We returned from our trip, and our family was closer than I think we had ever been before.
When looking up cancer on the internet, tons of different sites provide information on types, symptoms, causes, tests, and treatments. Websites show pictures of lumps, they talk about chemo and radiation, and they show the four stages of cancer. Malignant tumors? Abnormal cell growth? Chemotherapy? As a fifth grader, these were not words that I understood. This was not what I was looking for. Being ten years old, I was more concerned about breast cancer’s effect on my family, instead of the anatomy. Would this change my mom’s personality? Would she be gone and in the hospital all the time? Would we lose all of our money on surgeries? Would our family fall apart? Most importantly, will Mom be here with us in a year? My parents tried to protect my brother and I from the reality of what was happening. We knew to cry when we were told Mom had cancer, but we did not know about the instant changes that were to come with that diagnosis. There were many nights when she was up sick. I remember how hard it was on her to lose her hair. She lost her taste, she had reactions to the medicine, and the pain that came with the many surgeries was almost unbearable to watch. Cancer is disgusting.

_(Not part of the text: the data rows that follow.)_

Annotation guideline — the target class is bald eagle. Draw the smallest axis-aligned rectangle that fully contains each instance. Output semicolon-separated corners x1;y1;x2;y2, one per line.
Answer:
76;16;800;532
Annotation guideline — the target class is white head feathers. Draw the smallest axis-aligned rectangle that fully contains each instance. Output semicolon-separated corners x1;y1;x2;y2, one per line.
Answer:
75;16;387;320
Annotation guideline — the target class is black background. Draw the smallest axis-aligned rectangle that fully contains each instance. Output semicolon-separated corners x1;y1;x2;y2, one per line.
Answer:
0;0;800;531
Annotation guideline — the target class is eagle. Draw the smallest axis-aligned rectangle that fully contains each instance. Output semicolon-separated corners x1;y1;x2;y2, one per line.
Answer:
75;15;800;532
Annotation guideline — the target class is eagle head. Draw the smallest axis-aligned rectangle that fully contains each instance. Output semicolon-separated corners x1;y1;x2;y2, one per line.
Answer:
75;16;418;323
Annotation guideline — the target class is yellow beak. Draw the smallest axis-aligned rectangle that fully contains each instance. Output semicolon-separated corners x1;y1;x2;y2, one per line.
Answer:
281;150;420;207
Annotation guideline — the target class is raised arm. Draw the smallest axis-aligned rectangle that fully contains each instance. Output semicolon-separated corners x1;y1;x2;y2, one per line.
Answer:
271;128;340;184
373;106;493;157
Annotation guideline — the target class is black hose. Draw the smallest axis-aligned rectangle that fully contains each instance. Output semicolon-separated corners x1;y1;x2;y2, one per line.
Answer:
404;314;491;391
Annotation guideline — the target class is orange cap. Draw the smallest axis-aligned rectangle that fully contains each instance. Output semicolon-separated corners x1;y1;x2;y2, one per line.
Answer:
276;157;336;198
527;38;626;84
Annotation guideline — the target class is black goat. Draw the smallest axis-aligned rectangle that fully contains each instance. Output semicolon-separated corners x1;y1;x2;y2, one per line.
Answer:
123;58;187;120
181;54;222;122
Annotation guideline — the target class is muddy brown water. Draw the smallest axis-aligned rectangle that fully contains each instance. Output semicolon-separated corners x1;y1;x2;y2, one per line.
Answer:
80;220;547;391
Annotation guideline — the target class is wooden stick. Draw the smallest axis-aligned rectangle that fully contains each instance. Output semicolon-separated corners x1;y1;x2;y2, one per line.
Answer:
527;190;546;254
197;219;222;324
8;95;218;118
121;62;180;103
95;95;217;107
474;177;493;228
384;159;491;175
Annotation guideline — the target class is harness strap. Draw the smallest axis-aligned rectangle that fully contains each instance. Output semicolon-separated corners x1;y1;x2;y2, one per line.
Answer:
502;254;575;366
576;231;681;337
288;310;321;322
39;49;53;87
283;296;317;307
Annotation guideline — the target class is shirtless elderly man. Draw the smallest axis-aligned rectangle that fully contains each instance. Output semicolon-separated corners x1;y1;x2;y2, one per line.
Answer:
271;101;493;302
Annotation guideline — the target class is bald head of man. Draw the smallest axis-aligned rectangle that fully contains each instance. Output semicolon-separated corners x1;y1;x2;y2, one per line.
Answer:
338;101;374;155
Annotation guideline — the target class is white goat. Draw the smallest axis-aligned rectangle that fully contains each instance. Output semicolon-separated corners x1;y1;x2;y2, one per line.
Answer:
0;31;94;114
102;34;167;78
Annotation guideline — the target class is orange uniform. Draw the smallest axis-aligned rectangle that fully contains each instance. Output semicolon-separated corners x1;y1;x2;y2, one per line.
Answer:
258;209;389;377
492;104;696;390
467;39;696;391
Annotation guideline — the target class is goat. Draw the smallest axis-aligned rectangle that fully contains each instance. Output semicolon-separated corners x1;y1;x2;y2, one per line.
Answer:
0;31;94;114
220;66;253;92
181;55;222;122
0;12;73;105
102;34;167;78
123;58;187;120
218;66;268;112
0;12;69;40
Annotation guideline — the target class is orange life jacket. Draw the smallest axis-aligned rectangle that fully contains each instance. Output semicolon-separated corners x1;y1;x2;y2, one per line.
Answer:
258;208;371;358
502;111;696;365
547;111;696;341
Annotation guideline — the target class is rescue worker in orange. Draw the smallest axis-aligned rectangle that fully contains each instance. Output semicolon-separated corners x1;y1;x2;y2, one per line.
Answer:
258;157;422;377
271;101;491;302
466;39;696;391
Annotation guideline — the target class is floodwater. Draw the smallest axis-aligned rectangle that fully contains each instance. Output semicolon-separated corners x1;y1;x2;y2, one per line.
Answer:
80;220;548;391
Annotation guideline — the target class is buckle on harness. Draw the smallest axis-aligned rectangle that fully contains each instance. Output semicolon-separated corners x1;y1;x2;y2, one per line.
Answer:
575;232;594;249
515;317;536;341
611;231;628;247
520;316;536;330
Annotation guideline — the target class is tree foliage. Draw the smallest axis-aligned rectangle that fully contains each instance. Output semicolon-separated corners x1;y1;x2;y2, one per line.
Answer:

We went through months of fighting this horrible disease and we never knew for sure how it was going to end. I remember the night in 2012 when my parents told us that we would be going to Emerald Isle, North Carolina. Mom said there was a retreat in July that our family was asked to go on because she had breast cancer. I did not know exactly what that meant, but I was thrilled that Mom was feeling healthy enough to go on a trip together. The Little Pink Houses of Hope trip to NC was the turning point for our family in our cancer journey. It was the moment when I felt like I had my family back. It gave us a time to have fun and laugh together. I had my mom back. It is hard for me to remember all the specifics from this trip. We loved surfing, paddle boarding, and dinner at the aquarium. Most of all, I will never forget the people that were there. The kids we bonded with that had moms going through the same thing, and the workers of the retreat turned to family. I finally felt like I was in a place with people who were like us. They understood, they cared, and they loved on us hard. In this week, our past months of hell turned to months filled
with hope. It rejuvenated us for the final leg of our cancer journey.
We returned from our trip, and our family was closer than I think we had ever been before. We continued to carry the love and hope with us and Mom was finally cured. After fourteen months of chemo and twelve surgeries later, my Mom was breast cancer free. Our family was cancer free again. From this point in time, I have wanted to go to college and study medicine. I belong in the health field and I know I am called to be a pediatric nurse. I want to help others with illnesses and I want to provide care. I cannot help but believe that my mom having cancer has a lot to do with why I feel like my purpose is to heal and take care of others in a hospital setting. I am now planning to attend Iowa State University to go into Kinesiology. After four years of Kinesiology, I will attend nursing school. I then plan to go get a job at a hospital, get married, and start my very own family. I love medicine, anatomy, and working with people. I also want to use my past experiences to benefit others.
I was what they called a cancer kid. A kid whose life was altered by cancer. I am now an eighteen year old and my past helps define who I am. Cancer is cancer. It can be seen as a tragedy, or it can be seen as an opportunity. In my case, this was an opportunity. My time as a cancer kid turned me into a person who strives to help, heal, and love. I am a person who plans to take care of those other cancer kids.